Pfisterer Thomas · Ständerat · 2006-12-12
Pfisterer Thomas · Ständerat · Aargau · Freisinnig-demokratische Fraktion · 2006-12-12
Wortprotokoll
Offen ist der langfristige Finanzrahmen für die Landesverteidigung. Als ehemaliger Antragsteller zum Vorbehalt im EP 2004 stelle ich dies ausdrücklich fest. Die Finanzkommission hat nichts anderes beschlossen, sie wäre dafür auch gar nicht zuständig, die Frage ist also offen.
Darf ich Sie kurz an Folgendes erinnern? Ursprünglich war für die Armee ein Rahmen von 4,3 Milliarden Franken vorgegeben. Jetzt sind es nach Bundesrat - nach Bundesrat! - noch 3,85 Milliarden Franken. Das macht eine Reduktion um fast eine halbe Milliarde Franken aus. Diese Änderung hat der Bundesrat mit dem EP 2004 beantragt. Begründet wurde dies damit, die Armee brauche nicht mehr. Faktisch hat der Bundesrat so eine Armeereform oder einen Armeereformschritt angekündigt. Dieses Vorgehen ist im Parlament auf politische - nicht militärische - Kritik gestossen: 1. Keine Armeereform durch die Hintertüre; 2. keine finanzpolitische Umgewichtung ohne eine gesamthafte finanzpolitische Prioritätenbeurteilung; 3. keine Armeereform an Volk und Parlament vorbei.

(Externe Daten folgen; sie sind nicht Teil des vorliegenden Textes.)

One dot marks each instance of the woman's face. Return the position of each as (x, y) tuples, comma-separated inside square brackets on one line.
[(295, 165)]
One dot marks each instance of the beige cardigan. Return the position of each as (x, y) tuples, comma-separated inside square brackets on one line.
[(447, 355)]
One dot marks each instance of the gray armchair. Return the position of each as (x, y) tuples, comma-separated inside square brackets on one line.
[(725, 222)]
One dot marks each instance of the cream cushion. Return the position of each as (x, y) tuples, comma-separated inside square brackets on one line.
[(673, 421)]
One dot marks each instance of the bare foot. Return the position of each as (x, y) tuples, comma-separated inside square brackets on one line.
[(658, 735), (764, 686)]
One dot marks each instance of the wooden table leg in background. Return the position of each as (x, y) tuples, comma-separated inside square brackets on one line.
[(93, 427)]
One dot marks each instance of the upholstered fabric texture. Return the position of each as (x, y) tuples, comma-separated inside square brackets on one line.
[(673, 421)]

Darum hat das Parlament diesen Sparauftrag blockiert. Es hat einen Vorbehalt angebracht, der in einem rechtskräftigen Gesetz steht. Dieses Gesetz ist selbstverständlich sowohl dem Finanzplan wie dem Budget übergeordnet. Das Parlament hat verlangt, dass der Bundesrat im Jahr 2006 eine Reformvorlage unterbreitet. Der Bundesrat hat diese Bedingung erfüllt. Er ist nicht daran schuld, dass der Nationalrat die Vorlage zurückgewiesen hat.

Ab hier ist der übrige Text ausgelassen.